Showing posts with label Andrzej Wajda. Show all posts
Showing posts with label Andrzej Wajda. Show all posts

Tuesday, February 9, 2010

44) Without Anesthesia (1978) and 45) Camouflage (1977)

45) Without Anesthesia (1978) Dir: Andrzej Wajda Date Released: February 1982 Date Seen: February 8, 2010 Rating: 3.75/5

46) Camouflage (1977) Dir: Krzystof Zanussi Date Released: August 1981 Date Seen: February 8, 2010 Rating: 3.75/5

Both are effective in achieving emotional resonance despite being both rather stunted in their despairing POV. See my article for the New York Press.

Sunday, August 23, 2009

265) Ashes and Diamonds (1958) and 266) Samson (1961)



265) Ashes and Diamonds (1958) Dir: Andrzej Wajda Date Released: May 1961 Date Seen: August 23, 2009 Rating: 3.25/5

266) Samson (1961) Dir: Andrzej Wajda Date Released (DVD): December 2004 Date Seen: August 23, 2009 Rating: 3.5/5

The amount of agency that the tortured protagonists of Ashes and Diamonds and Samson have by the end of either film delineates how they differ as martyrs. Ashes and Diamonds' Maciek (Zbigniew Cybulski) is doomed by the knowledge that his actions on behalf of the anti-Communist resistance are futile and hence cannot advance beyond his current stasis. Conversely, though Samson's Jakub (Serge Merlin) is wracked with guilt over his selfish need to distance himself from the ghetto he's escaped from, he simply has forgotten that he can make something of his freedom thanks to the opportunities the resistance supplies him with. Maciek's life, to use Wajda's recurring metaphor, is an permanently unbalanced house of cards while Jakub's has a sturdier foundation. 

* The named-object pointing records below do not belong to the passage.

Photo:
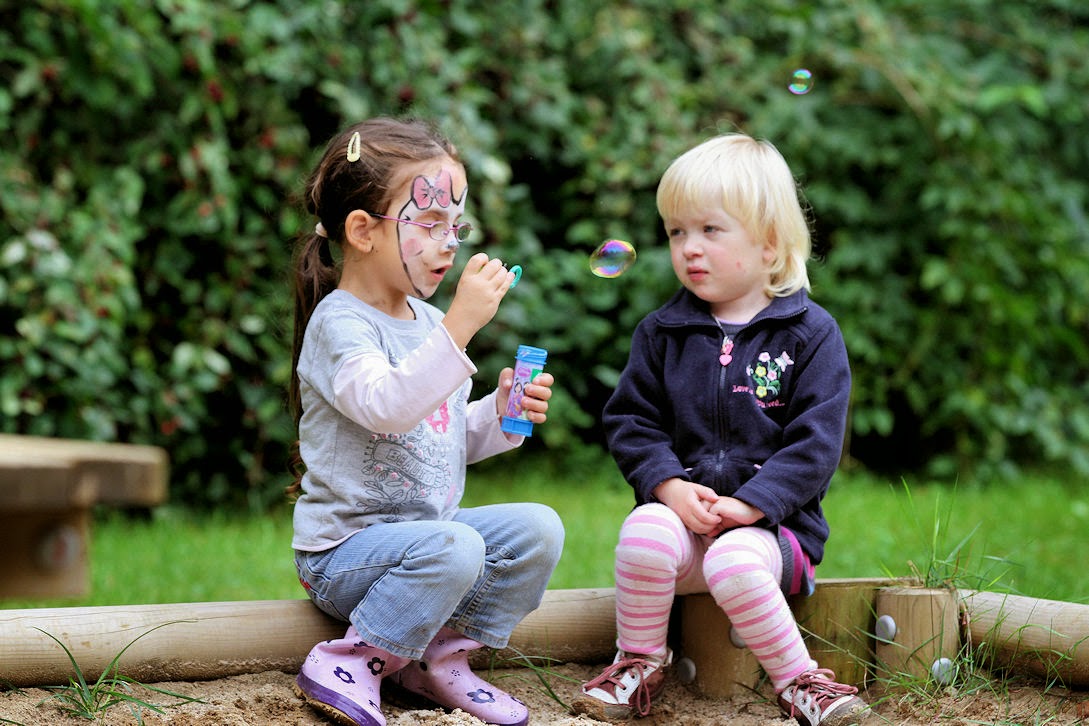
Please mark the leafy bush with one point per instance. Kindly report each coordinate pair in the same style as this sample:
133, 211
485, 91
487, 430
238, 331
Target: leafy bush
150, 155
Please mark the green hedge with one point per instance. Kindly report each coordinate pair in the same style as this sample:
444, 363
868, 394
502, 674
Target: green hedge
149, 157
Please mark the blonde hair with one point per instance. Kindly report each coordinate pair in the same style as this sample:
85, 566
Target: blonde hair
749, 180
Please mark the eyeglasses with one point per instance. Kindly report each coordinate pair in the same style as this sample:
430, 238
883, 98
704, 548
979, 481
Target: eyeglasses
438, 231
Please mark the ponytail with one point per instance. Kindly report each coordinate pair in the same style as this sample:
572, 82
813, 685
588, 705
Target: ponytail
355, 172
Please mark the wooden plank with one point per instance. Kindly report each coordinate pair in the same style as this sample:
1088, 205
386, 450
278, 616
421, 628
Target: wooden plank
215, 640
45, 553
835, 623
927, 627
39, 472
1047, 638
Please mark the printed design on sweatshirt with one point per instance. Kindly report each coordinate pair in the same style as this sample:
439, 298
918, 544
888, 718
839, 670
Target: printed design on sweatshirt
405, 468
767, 377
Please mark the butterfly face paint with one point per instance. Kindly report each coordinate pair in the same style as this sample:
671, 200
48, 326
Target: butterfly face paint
431, 198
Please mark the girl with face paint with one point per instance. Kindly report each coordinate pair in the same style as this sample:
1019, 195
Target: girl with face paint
380, 392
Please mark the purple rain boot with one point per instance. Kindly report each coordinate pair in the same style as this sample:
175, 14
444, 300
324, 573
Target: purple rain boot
342, 677
443, 676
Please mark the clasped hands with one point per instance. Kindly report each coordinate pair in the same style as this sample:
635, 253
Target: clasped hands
701, 509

This essential difference is paradoxical considering that, while both films were made more than a decade after WW2, Jakub's story takes place at the inception of the war and Maciek's just after armistice has been declared. Samson is a more involving story because its wracked hero has a shriveled but vital air of hope about him and yet, Jakub's final act of defiance is a hollow victory. It can only be re-imagined as an act of purely symbolic rebellion thanks to the grace of perspective. Jakub's story appears to be more pressing than Maciek's, but that sense of urgency is false. The miasma of indecision that Maciek sinks in is ironically more appropriate as it directly reflects the moral stagnation Wajda's filmmaking is responding to. It may be more monotonous than Samson, but it is intellectually more earnest.